Counterexample for an exercise in Hartshorne

Question

I have encountered the following exercise in Chapter II of Hartshorne's Algebraic Geometry:

Let $X$ be an integral scheme of finite type over a field $k$. Use appropriate results from (I, $\S1$) to prove the following:

(a) For any closed point $P\in X$, $\dim X=\dim \mathcal{O}_{X,P}$, where for rings, we always mean the Krull dimension.

...

(e) If $U$ is a nonempty open subset of $X$, then $\dim U=\dim X$.

I have proved (a), and my proof using all the hypothesis, include the quasi-compactness of $X$. Indeed, I prove that for $P,Q$ are closed points of $X$, then $\dim \mathcal{O}_{X,P}=\dim \mathcal{O}_{X,Q}$. Now take a maximal chain of irreducible closed subset of $X$ $$X=Z_0\supsetneq \ldots \supsetneq Z_d$$ then $Z_d$ must be a closed point $P$ (here I use the fact that for a quasi-compact scheme, every point has a closed point in its closure). Let $U$ be an affine neighborhood of $P$, then $\dim \mathcal{O}_{X,P}=\dim U\leq \dim X$. But $Z_i\cap U\supsetneq Z_{i+1}\cap U\supset \{P\}$ hence $\dim U\geq \dim X$, we are done.

1. My first question is, whether there exists a counterexample of this claim when $X$ is not quasi-compact (i.e. just locally of finite type)?

2. My second question is to verify the following counterexample for part (e):

Let $\mathfrak{p}=(x)$ in $k[x]$, and $X=\operatorname{Spec }k[x]_{\mathfrak{p}}$. Hence $X$ is integral and of finite type. Moreover, $X$ contains only two points, corresponding to $(0)$ and $\mathfrak{p}$. It is easy to see that $\mathfrak{p}$ is a closed point, so $U=\{(0)\}$ is open. But now $\dim U=0\neq 1=\dim X$.

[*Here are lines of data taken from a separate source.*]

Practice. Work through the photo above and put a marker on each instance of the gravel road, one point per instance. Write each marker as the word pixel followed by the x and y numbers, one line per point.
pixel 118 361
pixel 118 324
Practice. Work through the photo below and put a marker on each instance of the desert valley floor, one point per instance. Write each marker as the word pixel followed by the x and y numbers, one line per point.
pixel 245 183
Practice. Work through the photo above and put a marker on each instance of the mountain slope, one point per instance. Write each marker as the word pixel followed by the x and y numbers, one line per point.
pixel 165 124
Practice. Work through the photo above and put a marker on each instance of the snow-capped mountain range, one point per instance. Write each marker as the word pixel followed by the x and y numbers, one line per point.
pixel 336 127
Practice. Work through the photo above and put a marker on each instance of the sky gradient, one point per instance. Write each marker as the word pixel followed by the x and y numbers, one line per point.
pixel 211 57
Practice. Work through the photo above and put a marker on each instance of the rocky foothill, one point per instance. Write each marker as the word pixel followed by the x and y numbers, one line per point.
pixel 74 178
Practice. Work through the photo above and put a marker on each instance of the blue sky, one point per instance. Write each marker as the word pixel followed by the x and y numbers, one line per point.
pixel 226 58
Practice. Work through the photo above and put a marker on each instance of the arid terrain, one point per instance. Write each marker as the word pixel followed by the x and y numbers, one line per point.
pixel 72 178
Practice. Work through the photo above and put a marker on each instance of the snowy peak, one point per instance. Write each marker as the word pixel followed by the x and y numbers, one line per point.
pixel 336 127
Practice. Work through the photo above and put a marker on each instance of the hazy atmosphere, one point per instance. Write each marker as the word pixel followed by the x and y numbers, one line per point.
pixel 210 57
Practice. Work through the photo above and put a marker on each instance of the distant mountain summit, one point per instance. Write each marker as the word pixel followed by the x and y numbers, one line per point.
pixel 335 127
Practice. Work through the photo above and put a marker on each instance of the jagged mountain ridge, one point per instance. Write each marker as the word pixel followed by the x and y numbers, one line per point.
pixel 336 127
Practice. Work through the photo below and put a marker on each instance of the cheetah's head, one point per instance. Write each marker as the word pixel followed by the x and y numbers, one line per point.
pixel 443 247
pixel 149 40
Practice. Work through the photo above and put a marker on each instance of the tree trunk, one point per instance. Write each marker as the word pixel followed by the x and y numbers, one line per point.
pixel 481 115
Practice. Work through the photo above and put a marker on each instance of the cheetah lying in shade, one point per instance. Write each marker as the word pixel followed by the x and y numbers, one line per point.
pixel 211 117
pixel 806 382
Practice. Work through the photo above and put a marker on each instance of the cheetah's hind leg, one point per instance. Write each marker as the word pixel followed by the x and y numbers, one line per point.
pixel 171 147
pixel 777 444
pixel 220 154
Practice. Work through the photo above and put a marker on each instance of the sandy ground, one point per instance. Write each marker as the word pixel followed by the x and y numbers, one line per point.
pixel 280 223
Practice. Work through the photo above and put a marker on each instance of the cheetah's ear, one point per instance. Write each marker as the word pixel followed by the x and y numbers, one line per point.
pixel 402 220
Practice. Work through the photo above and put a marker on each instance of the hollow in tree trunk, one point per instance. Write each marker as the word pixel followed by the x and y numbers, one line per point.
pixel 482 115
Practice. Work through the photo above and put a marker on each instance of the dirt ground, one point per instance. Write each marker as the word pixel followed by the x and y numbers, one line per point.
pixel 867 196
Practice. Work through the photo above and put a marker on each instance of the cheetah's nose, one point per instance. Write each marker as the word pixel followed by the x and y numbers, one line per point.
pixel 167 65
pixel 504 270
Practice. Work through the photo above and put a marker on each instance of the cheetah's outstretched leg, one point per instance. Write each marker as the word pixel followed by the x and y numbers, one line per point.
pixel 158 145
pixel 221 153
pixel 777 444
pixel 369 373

Is my counterexample correct? Here I choose $U$ such that it doesn't contain any closed points. If $U$ contain a closed point $P$ of $X$, then there is some $V=\operatorname{Spec }A\subseteq U$ that contains $P$. By part (a), $$\dim X=\dim \mathcal{O}_{X,P}=\dim V\leq \dim U\leq \dim X$$ and we have the desired result. So part (e) must be stated for $U$ contains some closed points of $X$.

My question is quite long, so I will be very appreciated if someone take a look at it. Any hint, book or reference are welcome. Thanks in advance.

Answer 1

It seems that (a) holds without the quasicompactness assumption, the following is Vakil's FOAG Exercise $11.2$.I:

Suppose $p$ is a closed point of a locally finite type $k$-scheme $X$. Show the following three integers are the same:

(a) the largest dimension of an irreducible component of $X$ containing $p$ (which of course is just $\dim X$ if $X$ is irreducible)

(b) $\dim\mathcal O_{X,p}$

(c) $\mathrm{codim}_p X$.

Your counterexample for (e) is incorrect because $k[x]_{(x)}$ is not finitely generated as a $k$-algebra, in fact it's not finitely generated as a $k[x]$-algebra.